Bypassing Common Obstacles in Protein Expression

All too often, a protein of interest expresses poorly due to toxicity in the host cell, insolubility, or mRNA secondary structure preventing interactions with cellular machinery. Occasionally, the gene of interest is rich in codons that are inconsistent with the host strain's available supply of tRNAs. Uncontrolled basal expression can affect host cell growth and decrease protein yield, while overly robust induction can result in inclusion bodies. Exporting a protein to the E. coli periplasm or the inner membrane introduces more complications for targets that must be folded with disulfide bonds or incorporated into a membrane.

NEB has a long history in recombinant protein expression, and has developed a breadth of knowledge that serves as a valuable resource for customers. Often a well-timed piece of advice is enough to fix experimental troubles. But for more difficult problems—or for simply streamlining the process and improving yield—NEB's portfolio of expression products offers a variety of solutions.

Choosing a Host Strain

E.coli strains are generally designed for cloning or for protein expression; although some strains are suitable for both purposes. The endA1 mutation is an important host feature for cloning and propagation of plasmid DNA since mutation of the endA gene abolishes Endonuclease I activity resulting in higher quality plasmid preparations. The T7 Express and NEB Express strains offer the option of direct cloning, followed by protein expression; these strains carry the endA1 mutation and are available as high efficiency competent cells (Table 1). The common expression strain BL21(DE3) is a poor choice for direct cloning, because its Endonuclease I activity may degrade plasmids after isolation, and its high basal T7 expression level may result in clone instability and/ or intolerance of toxic proteins. Another host feature to consider during cloning is the recA1 mutation, which abolishes homologous recombination. Undesired DNA recombination is more likely when the gene contains repeat sequences or if the plasmid clone contains sequences homologous to the host chromosome. Most cloning strains carry a recA mutation, while it is generally not necessary for protein expression strains unless the plasmid clone is known to be unstable.

Tables 1. T7 Express and NEB Express

With regard to expressed protein quality, researchers should seek expression strains that lack proteases, such as OmpT, which are likely to degrade target proteins during processing.
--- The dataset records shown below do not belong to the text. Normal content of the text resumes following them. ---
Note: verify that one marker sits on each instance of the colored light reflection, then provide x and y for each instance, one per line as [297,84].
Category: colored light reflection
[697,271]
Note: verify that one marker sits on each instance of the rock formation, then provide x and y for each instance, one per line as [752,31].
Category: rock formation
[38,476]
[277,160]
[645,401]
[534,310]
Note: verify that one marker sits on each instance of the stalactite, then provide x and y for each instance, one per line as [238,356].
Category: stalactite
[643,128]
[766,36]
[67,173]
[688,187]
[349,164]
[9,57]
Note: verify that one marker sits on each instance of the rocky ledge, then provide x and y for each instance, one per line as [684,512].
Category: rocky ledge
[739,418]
Along with T7 Express and NEB Express, several commercially available strains lack the proteases OmpT and Lon. One caveat, however––Lon may serve as a "quality control" protease important to particular expression scenarios (1). For proteins that show signs of proteolysis, NEB recommends using an OmpT-deficient expression strain and adding protease inhibitor cocktail during processing.

Additionally, strains that lack F´ episomes are preferred as protein expression hosts because many cloning strains carry the ompP protease gene on an F´ episome (2). Four expression strains from NEB carry a miniF plasmid, but this single-copy vector lacks the ompP gene.

Many other attributes of good host strains, such as lacIqcontrol of basal expression are addressed below in discussions of gene expression problems.

Solving High Basal Expression in a Lac Promoter System

High uninduced expression of a target protein can seriously hamper a host strain's viability or result in loss of plasmid from a significant share of the cell population.

Many commercial plasmids and host strains can provide regulated expression to reduce or eliminate this problem. For expression plasmids using a variation of the lac promoter, such as Plac, PlacUV5, Ptac and Ptrc, the first step is to be certain that the expression system supplies additional LacI repressor. Most systems include the lacI gene on an expression vector, while many host strains feature enhanced LacI production (3).

Figure 1: LysY is a T7 lysozyme variant (K128Y)

LysY lacks amidase activity against the cell wall, yet retains the ability to inhibit T7 RNA polymerase. Cheng et al. Proc. Natl. Acad. Sci., USA (1994) T7 lysozyme structure 2.2 Å resolution. (Residues 6–150,
SWISS-Pdb viewer, PDB ID:1LBA)

Additional plasmid encoded lacI genes are often not enough to control basal expression; so many systems instead supply the lacIq gene, whose mutated promoter increases LacI repressor expression ten-fold (4). NEB scientists recommend using a host expression strain harboring the lacIq gene (e.g., NEB Express Iq). Compared to strains lacking lacIq, strains carrying this gene are more easily transformed with lac-promoter plasmids carrying genes that encode toxic proteins (3).

Reducing Basal Expression in the T7 System

The most common protein-expression strain, BL21(DE3), expresses T7 RNA polymerase at a high basal level. So target proteins in this strain—and many of its derivatives—are often expressed before inducer is added.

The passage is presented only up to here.